We were taken by a small launch across the harbour towards the open sea where the ship, the SS Ettrick, a new P & O Troopship, was waiting about a mile off. After an unpleasant trip in a heavy swell and soaked by heavy rain, we climbed on board around 2.00am. We were quartered with the troops forward, and given a hammock and 2 blankets.
Sunday 23rd June
After a very welcome breakfast, and a shower and first shave since leaving Paris, the ship spent the day taking on board Polish officers and NGOs , some French officers and about 20 Belgian Air Force Officers.
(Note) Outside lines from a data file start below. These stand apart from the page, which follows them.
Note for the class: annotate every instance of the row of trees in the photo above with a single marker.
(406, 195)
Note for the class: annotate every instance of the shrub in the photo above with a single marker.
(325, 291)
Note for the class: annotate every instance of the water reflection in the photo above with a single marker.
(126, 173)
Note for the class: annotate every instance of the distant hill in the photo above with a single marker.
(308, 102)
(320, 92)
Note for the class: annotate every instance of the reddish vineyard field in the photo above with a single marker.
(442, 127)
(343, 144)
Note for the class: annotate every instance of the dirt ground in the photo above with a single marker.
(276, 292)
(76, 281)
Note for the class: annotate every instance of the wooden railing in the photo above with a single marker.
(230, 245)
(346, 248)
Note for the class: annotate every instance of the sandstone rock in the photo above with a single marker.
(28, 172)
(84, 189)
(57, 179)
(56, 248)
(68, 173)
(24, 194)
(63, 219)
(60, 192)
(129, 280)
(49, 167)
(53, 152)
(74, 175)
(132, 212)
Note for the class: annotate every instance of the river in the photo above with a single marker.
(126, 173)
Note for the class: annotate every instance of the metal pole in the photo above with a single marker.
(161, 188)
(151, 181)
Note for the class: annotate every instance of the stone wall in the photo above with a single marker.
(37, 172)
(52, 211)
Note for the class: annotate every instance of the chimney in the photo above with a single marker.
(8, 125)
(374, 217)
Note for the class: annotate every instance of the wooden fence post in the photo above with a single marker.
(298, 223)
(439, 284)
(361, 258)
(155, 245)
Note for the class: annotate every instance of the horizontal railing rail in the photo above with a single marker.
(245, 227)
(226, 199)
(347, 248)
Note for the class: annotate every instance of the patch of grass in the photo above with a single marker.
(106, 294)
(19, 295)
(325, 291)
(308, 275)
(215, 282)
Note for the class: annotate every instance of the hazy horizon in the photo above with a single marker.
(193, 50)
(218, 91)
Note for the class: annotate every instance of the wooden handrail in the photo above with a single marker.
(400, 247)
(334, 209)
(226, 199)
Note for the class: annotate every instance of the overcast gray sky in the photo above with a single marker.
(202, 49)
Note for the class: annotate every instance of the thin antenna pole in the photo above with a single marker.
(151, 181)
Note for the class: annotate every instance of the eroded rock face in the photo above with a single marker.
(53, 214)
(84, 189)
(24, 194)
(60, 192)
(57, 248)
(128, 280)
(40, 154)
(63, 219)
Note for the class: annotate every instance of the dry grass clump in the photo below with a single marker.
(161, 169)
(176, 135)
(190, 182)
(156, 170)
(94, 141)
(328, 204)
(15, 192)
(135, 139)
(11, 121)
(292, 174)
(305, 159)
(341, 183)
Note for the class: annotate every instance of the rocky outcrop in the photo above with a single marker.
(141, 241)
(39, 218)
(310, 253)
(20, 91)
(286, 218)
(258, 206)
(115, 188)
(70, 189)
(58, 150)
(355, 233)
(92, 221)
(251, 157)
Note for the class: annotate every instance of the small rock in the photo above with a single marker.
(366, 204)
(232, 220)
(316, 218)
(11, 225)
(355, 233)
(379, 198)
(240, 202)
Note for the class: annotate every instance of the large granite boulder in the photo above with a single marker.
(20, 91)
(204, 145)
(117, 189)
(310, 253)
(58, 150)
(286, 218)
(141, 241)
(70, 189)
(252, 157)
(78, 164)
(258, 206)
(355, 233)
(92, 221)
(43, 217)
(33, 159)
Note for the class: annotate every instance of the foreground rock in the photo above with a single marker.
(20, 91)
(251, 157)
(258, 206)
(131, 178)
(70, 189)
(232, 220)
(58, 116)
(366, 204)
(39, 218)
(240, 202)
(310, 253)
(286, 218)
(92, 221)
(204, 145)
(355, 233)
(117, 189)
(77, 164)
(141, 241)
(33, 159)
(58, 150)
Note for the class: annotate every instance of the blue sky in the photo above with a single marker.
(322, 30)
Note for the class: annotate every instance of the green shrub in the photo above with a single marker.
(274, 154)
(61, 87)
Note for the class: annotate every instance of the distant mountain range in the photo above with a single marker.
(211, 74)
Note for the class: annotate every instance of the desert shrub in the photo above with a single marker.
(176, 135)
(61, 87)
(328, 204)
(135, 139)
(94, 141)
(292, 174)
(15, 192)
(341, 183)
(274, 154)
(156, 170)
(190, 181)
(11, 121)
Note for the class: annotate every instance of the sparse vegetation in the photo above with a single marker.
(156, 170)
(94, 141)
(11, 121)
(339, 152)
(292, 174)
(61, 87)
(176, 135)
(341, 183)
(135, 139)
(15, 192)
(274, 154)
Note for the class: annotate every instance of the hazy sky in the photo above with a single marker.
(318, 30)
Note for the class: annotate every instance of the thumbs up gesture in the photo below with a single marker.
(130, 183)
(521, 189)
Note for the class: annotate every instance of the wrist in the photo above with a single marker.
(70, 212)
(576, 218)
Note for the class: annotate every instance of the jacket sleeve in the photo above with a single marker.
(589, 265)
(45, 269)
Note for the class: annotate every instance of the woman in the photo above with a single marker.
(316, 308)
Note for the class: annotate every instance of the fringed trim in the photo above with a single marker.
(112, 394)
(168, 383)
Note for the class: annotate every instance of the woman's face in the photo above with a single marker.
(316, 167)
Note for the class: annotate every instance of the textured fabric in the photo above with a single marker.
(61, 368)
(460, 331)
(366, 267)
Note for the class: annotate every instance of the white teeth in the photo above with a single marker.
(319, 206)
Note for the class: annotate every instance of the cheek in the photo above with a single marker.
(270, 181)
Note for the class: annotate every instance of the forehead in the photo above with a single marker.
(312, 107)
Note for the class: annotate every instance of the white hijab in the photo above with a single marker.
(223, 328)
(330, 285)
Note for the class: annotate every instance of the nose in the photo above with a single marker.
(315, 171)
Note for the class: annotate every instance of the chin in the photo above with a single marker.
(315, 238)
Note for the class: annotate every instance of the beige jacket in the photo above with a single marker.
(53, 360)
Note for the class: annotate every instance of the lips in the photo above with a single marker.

There were other ships, including the SS Arandora Star, also taking on more Polish troops.
Monday 24th June
We finally started our voyage home at 6pm with the SS Arandora Star (with over 1800 Polish troops and refugees on board) following us, and a destroyer just ahead, though the other warships had disappeared. Over 2000 passengers were on board, including c 700 Polish Officers.
Tuesday 25th June
The 3 ships went north in calmer seas, we got our meals from the galley, washed up , and even managed to play some bridge.
Wednesay 26th June
We saw land shortly before noon, and our companion ships left us to proceed for the Bristol Channel, while we continued up the English Channel to arrive off Plymouth at 5.30pm, and dropped anchor about 8.00pm. Shortly after dark a launch came alongside and King Zog of Albania, his wife, and family , and several boxes said to contain his gold, were taken off.
Thursday 27th June
Most of the Polish officers and NCOs having been taken off previously, we left the SS Ettrick at 4.30pm, landed and went through Customs and Immigration after several hours waiting. We boarded a special train bound for Paddington at 12.45am, where we arrived on
Friday 28th June at 7.15am. Our voyage to Plymouth was at the government’s expense, but we had to pay our train fare to London.